The key challenges in using data anonymization techniques include:
• The ability to preserve logic potentially embedded in data structures and attributes to ensure that application logic continues to function.
• The ability to provide a consistent transformation outcome for the same data. In other words, many obfuscation techniques transform a particular attribute value into a different but predictable value consistently (for example, “Alex” always gets converted into “Larry”).
In some situations, however, the data sensitivity is so high that the transformations are designed to provide random, nonrepeatable values.
• Support for enterprise-scale data sets at the required levels of performance, scalability, and throughput.
The most popular anonymization techniques include the following:
• Nullification All attribute values are replaced with NULL. The solution is simple and easily implementable.
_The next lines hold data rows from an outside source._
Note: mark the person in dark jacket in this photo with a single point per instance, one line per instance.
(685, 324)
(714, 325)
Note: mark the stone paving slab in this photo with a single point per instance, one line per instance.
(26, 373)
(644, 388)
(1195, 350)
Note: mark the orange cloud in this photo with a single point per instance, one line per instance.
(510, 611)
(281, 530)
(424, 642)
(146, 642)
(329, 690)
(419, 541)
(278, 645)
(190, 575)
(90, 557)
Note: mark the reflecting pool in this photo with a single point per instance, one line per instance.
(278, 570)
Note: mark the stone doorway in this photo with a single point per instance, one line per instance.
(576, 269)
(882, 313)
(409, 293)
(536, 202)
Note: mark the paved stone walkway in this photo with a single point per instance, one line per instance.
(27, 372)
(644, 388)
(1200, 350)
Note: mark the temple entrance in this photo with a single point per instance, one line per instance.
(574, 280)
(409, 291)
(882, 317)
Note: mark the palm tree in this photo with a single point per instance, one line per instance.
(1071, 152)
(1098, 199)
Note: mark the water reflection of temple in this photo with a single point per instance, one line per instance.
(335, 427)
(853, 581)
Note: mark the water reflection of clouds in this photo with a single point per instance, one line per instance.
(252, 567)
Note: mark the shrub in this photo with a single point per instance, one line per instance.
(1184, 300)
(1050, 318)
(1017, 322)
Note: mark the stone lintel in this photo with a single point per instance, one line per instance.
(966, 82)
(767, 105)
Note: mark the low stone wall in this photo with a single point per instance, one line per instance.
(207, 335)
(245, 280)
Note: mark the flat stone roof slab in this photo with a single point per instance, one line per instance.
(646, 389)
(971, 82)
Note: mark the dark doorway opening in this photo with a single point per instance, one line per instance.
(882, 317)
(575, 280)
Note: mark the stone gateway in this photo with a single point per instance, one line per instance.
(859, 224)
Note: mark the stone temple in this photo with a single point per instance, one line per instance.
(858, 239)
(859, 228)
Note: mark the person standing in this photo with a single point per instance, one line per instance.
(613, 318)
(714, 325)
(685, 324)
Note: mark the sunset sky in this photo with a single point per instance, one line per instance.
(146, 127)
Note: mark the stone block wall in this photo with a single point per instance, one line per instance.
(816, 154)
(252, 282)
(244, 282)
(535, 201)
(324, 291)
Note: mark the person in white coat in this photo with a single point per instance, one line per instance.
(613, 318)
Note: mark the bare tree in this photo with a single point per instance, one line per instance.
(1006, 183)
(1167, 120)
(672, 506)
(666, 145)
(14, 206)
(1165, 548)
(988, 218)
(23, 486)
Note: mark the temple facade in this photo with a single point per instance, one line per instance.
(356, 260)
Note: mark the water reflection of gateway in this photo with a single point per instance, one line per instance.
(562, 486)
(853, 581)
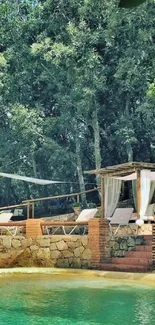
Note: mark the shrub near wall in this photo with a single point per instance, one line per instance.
(47, 251)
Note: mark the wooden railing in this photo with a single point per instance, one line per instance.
(30, 204)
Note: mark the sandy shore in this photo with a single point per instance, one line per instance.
(139, 278)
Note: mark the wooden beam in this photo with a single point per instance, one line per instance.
(120, 173)
(13, 206)
(28, 210)
(60, 196)
(138, 191)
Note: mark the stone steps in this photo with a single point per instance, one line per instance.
(132, 261)
(125, 268)
(139, 260)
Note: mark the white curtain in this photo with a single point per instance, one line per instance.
(152, 189)
(134, 192)
(112, 188)
(151, 192)
(145, 191)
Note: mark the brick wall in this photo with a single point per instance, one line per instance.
(98, 241)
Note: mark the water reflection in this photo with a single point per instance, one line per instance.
(54, 300)
(144, 308)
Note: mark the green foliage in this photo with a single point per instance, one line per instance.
(75, 94)
(130, 3)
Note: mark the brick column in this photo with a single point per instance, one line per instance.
(33, 227)
(98, 241)
(153, 246)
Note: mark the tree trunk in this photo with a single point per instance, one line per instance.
(129, 149)
(96, 129)
(79, 169)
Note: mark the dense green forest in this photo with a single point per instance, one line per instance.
(76, 91)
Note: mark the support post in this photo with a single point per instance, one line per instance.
(102, 198)
(28, 210)
(33, 210)
(138, 191)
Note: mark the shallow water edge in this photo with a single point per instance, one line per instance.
(134, 278)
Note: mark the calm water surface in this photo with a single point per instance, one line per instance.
(34, 300)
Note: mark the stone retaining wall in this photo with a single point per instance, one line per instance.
(120, 245)
(59, 251)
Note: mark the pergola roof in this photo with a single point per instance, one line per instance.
(122, 169)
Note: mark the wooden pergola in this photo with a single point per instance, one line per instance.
(120, 171)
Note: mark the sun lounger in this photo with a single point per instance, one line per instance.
(120, 218)
(149, 216)
(18, 213)
(85, 215)
(5, 217)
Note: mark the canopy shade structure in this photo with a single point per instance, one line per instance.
(31, 179)
(122, 169)
(143, 176)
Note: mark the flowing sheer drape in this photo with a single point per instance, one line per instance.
(145, 191)
(112, 188)
(151, 191)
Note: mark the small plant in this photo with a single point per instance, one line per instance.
(76, 205)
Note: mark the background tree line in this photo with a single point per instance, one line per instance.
(76, 91)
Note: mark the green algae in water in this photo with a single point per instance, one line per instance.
(34, 300)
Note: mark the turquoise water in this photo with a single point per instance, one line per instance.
(35, 300)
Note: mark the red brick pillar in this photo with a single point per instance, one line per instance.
(33, 227)
(98, 241)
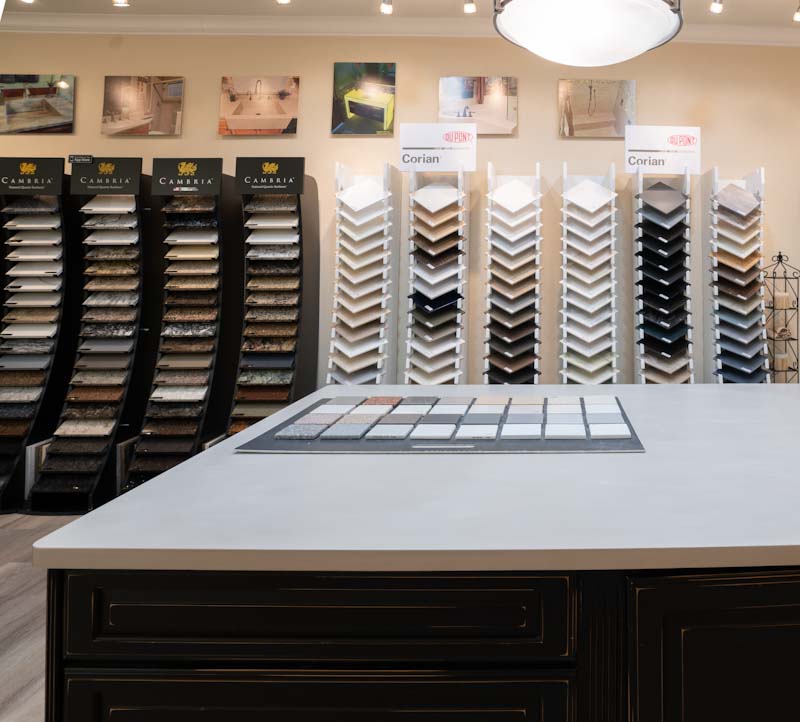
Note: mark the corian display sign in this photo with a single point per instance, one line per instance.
(669, 149)
(444, 147)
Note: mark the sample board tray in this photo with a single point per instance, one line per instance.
(426, 424)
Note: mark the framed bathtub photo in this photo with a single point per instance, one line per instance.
(259, 105)
(363, 99)
(596, 108)
(37, 104)
(142, 105)
(489, 102)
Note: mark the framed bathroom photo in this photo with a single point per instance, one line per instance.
(596, 108)
(259, 105)
(489, 102)
(37, 103)
(363, 99)
(142, 105)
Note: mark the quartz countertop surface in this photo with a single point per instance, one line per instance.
(718, 486)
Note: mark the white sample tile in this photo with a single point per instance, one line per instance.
(565, 431)
(610, 431)
(521, 431)
(477, 431)
(433, 431)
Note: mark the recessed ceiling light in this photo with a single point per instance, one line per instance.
(588, 33)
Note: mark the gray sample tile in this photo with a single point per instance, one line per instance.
(301, 431)
(346, 431)
(515, 418)
(390, 431)
(474, 419)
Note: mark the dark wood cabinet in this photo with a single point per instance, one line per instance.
(716, 648)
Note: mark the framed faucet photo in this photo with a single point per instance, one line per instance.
(259, 105)
(596, 108)
(489, 102)
(37, 103)
(143, 105)
(363, 98)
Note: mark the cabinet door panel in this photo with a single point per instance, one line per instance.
(716, 647)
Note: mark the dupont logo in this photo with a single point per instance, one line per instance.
(682, 141)
(458, 136)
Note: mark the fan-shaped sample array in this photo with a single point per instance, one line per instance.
(737, 247)
(437, 278)
(273, 273)
(663, 288)
(589, 280)
(189, 335)
(82, 451)
(33, 278)
(362, 275)
(514, 234)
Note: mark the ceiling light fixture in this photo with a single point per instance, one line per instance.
(588, 33)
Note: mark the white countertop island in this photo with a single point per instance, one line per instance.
(718, 486)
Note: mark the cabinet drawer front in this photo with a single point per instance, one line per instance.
(344, 617)
(308, 697)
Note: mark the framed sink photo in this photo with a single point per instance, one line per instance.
(259, 105)
(363, 99)
(37, 104)
(489, 102)
(596, 108)
(143, 105)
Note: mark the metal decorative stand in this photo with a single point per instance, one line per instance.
(782, 283)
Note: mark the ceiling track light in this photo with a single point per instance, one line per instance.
(588, 33)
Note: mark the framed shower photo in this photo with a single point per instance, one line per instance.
(596, 108)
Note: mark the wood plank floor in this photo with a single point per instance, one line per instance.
(23, 596)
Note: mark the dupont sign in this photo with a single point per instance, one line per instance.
(664, 149)
(446, 147)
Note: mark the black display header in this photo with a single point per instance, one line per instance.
(31, 176)
(270, 175)
(107, 176)
(179, 176)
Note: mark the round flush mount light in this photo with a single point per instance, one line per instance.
(588, 33)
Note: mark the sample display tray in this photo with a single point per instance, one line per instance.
(493, 424)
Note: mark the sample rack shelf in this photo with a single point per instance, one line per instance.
(190, 328)
(589, 279)
(663, 302)
(80, 461)
(437, 278)
(359, 345)
(741, 354)
(512, 331)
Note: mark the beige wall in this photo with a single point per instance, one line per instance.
(747, 100)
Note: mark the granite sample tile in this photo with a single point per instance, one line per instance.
(521, 431)
(271, 314)
(433, 432)
(565, 431)
(265, 377)
(85, 428)
(389, 432)
(610, 431)
(344, 431)
(95, 394)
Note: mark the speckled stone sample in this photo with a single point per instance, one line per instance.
(265, 313)
(266, 378)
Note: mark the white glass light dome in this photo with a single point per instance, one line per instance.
(588, 33)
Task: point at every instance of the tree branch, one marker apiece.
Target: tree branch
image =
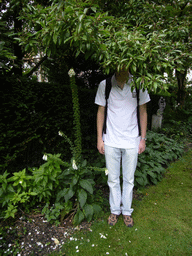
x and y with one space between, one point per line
36 67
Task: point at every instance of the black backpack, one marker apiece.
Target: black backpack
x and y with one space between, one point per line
107 92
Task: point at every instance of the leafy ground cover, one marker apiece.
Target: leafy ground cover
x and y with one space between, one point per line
162 221
162 225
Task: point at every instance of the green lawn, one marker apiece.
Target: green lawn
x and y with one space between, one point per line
163 221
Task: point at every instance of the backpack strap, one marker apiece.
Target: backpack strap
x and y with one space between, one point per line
138 113
107 92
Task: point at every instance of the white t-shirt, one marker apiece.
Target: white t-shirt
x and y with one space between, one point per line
122 128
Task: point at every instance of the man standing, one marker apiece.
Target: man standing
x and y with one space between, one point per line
122 142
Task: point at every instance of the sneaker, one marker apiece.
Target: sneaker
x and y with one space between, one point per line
112 220
128 221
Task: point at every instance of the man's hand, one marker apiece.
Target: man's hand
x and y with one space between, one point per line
142 146
101 147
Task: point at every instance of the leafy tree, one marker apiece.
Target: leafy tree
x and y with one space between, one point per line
115 38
The primary disadvantage is that the data is lost and cannot be tested.
• Masking data All attribute values are replaced with masking characters. The solution is also simple and easily implementable. Only limited testing is possible (for instance, on the number of characters). The primary disadvantage is that the logic embedded in the data or driven by the data is lost, and thus application or functional testing may be infeasible.
• Substitution Replace the data values with similar-looking data created in separate stand-alone tables. For instance, if last names must be anonymized, all last names will be replaced with different last names in a cross-reference table. The algorithm is reasonably fast and preserves consistency across records; for example, if the last name Smith is replaced with the last name Johns, this replacement will occur consistently for all records with the last name Smith. The last name lookup table serves as the key and must be protected. This approach allows for testing of entity matching, although fuzzy matching may require additional in-depth analysis of the testing outcome.
• Shuffling records This method is similar to substitution, but, unlike the substitution method where the lookup table stores the cross-reference values, the record-shuffling method stores cross-reference pointers that randomly point to the records in the table that contains the anonymized data.
• Number variance The algorithm multiplies each value by a random number.
• Gibberish generation This is often accomplished by the random substitution of characters. The length of the data will be preserved. One-to-one relationships between the original code values and the anonymized code values can be preserved.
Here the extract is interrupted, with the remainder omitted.